I've verified these results at multiple times.
Server A is an AWS EC2 instance which we've setup on a dedicated VPC to eliminate any issues on our end. We've been unable to reproduce this issue from Azure, GCP, a business ISP and a consumer ISP. We have been able to reproduce this via two different transit providers when originating from AWS, interestingly. However, I can't say for sure that they use the same hops leading into B, as we don't have mtr responses for a few hops prior to B.
Server B is a CDN edge server. (We're their customers as well but this doesn't seem relevant as we're now troubleshooting at the IP address level and it only affects a few of their edge servers.)

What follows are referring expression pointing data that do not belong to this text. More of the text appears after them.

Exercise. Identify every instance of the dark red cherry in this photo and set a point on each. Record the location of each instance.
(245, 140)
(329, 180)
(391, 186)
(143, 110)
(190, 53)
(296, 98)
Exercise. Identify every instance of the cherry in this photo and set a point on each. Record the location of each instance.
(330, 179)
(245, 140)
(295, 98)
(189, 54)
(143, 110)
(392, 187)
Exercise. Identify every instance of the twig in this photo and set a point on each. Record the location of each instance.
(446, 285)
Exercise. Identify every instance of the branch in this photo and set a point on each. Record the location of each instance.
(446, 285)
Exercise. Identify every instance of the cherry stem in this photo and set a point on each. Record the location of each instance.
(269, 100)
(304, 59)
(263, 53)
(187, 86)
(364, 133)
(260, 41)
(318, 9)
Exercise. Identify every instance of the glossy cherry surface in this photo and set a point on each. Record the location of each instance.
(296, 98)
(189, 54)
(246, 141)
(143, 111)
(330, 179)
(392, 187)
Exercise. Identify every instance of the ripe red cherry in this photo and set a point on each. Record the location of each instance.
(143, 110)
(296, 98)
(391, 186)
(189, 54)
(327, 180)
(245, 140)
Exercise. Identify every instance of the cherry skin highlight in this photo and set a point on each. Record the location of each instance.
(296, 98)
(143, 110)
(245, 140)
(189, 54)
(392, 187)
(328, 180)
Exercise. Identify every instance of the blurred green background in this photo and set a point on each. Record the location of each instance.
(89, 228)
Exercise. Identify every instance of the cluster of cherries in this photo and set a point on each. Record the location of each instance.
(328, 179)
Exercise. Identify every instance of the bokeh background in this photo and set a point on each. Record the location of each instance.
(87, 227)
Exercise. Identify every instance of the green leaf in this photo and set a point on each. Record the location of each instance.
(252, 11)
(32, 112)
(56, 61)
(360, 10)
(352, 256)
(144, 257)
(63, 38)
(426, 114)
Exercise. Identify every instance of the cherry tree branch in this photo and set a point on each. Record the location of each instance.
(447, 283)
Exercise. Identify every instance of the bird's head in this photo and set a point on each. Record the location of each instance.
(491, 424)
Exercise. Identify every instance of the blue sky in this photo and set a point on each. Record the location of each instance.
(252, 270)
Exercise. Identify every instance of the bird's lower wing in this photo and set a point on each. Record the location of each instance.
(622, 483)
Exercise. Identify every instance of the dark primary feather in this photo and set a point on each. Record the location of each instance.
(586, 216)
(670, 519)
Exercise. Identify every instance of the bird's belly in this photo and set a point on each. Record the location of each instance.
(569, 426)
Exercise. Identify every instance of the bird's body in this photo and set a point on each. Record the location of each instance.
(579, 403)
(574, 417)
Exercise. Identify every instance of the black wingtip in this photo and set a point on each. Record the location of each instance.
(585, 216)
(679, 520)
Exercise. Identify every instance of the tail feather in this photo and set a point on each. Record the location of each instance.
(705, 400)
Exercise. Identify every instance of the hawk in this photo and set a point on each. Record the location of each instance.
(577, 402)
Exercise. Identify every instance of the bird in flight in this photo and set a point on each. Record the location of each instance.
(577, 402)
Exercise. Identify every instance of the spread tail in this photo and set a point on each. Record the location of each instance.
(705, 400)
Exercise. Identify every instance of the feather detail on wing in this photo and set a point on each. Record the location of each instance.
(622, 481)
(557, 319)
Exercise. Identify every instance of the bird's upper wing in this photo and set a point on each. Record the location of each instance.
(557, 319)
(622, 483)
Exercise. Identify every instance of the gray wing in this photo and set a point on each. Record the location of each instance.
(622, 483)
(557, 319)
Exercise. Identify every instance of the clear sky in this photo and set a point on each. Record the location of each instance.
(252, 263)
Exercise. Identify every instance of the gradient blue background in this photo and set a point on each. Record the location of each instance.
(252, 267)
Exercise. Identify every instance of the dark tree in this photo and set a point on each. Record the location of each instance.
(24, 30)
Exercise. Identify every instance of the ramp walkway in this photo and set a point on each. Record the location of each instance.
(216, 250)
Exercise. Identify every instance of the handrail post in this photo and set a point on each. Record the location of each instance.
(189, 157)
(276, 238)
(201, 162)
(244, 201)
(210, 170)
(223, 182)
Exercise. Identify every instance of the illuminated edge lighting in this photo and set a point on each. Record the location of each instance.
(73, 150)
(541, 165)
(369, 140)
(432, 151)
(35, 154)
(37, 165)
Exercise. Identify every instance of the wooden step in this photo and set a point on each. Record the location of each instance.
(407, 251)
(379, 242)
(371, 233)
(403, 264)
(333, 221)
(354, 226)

The issue is reproducible with both TCP and UDP, but we have been unable to reproduce over ICMP, regardless of packet size. In addition, the route taken appears to meaningfully differ between TCP/UDP and ICMP--ICMP packets seem to follow one route and one route only; TCP/UDP packets have multiple routes they follow but the ICMP route is not one of them.
Is there any further troubleshooting/investigation I can meaningfully do to narrow down why/where this is happening? AWS and the server B CDN provider are pointing the finger at each other unhelpfully, so any further evidence would be extremely helpful.